Pour la surprise de Mayer, les résultats, publiés en 2013 dans la revue Gastroenterology, ont montré des différences significatives entre les deux groupes; les mangeurs de yaourt ont réagi plus calmement aux images que le groupe témoin. « Le contraste était clair », dit Mayer. « Ce n’était pas ce à quoi nous nous attendions, que manger un yaourt deux fois par jour pendant quelques semaines ferait quelque chose dans votre cerveau ». Il pense que les bactéries dans le yaourt ont changé la composition des microbes intestinaux des sujets, et cela a conduit à la production de composés qui modifient la chimie du cerveau.

D’autres études montrent qu’un régime sans gluten et sans protéines de lait est potentiellement bénéfique pour améliorer certains comportements chez les personnes atteintes de TSA et réduire la perméabilité intestinale. L’élimination des protéines du lait de vache de l’alimentation des enfants autistes par un régime améliore le comportement autistique.

Il n’est pas encore clair comment le microbiome modifie le cerveau. La plupart des chercheurs conviennent que les microbes influencent probablement le cerveau grâce à de multiples mécanismes. Les scientifiques ont constaté que les bactéries intestinales produisent des neurotransmetteurs tels que la sérotonine, la dopamine et le GABA, qui jouent tous un rôle clé dans l’humeur (de nombreux antidépresseurs augmentent les niveaux de ces mêmes composés). Certains organismes affectent également la façon dont les gens métabolisent ces composés, régulant efficacement la quantité qui circule dans le sang et le cerveau. Les bactéries intestinales peuvent également générer d’autres produits chimiques neuroactifs, dont un appelé butyrate, qui ont été liés à une réduction de l’anxiété et de la dépression. Cryan et d’autres ont également montré que certains microbes peuvent activer le nerf vague, la principale ligne de communication entre l’intestin et le cerveau. En outre, le microbiome est entrelacé avec le système immunitaire, qui lui-même influe sur l’humeur et le comportement.

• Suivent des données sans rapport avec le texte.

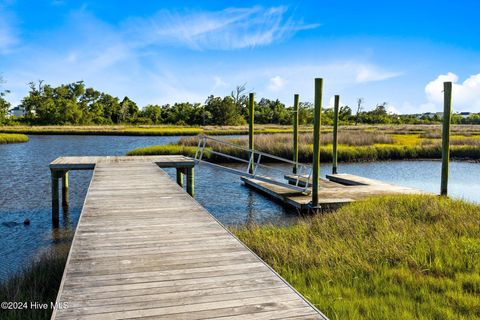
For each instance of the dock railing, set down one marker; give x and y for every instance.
(253, 161)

Cette interconnexion des microbes et du cerveau semble crédible, aussi, d’un point de vue évolutif. Après tout, les bactéries ont vécu à l’intérieur des humains pendant des millions d’années. Cryan suggère qu’au fil du temps, au moins quelques microbes ont développé des moyens de façonner le comportement de leurs hôtes à leurs propres fins. La modification de l’humeur est une stratégie plausible de survie microbienne, il soutient que «les gens heureux ont tendance à être plus sociaux. Et plus nous sommes des êtres sociaux, plus les chances que les microbes échangent et se répandent, grandissent. (mon expérience m’a aussi menée à cette idée)

Alors que les scientifiques apprennent mieux le fonctionnement du réseau microbien intestinal, Cryan pense qu’il pourrait être piraté pour traiter les troubles psychiatriques.« Ces bactéries pourraient éventuellement être utilisées comme nous utilisons maintenant le Prozac ou le Valium », dit-il. Et parce que ces microbes ont des eons d’expérience à modifier notre cerveau, ils sont susceptibles d’être plus précis et plus subtils que les approches pharmacologiques actuelles, ce qui pourrait signifier moins d’effets secondaires. « Je pense que ces microbes auront un effet réel sur la façon dont nous traitons ces troubles », dit Cryan. « Il s’agit d’une toute nouvelle façon de moduler la fonction du cerveau ».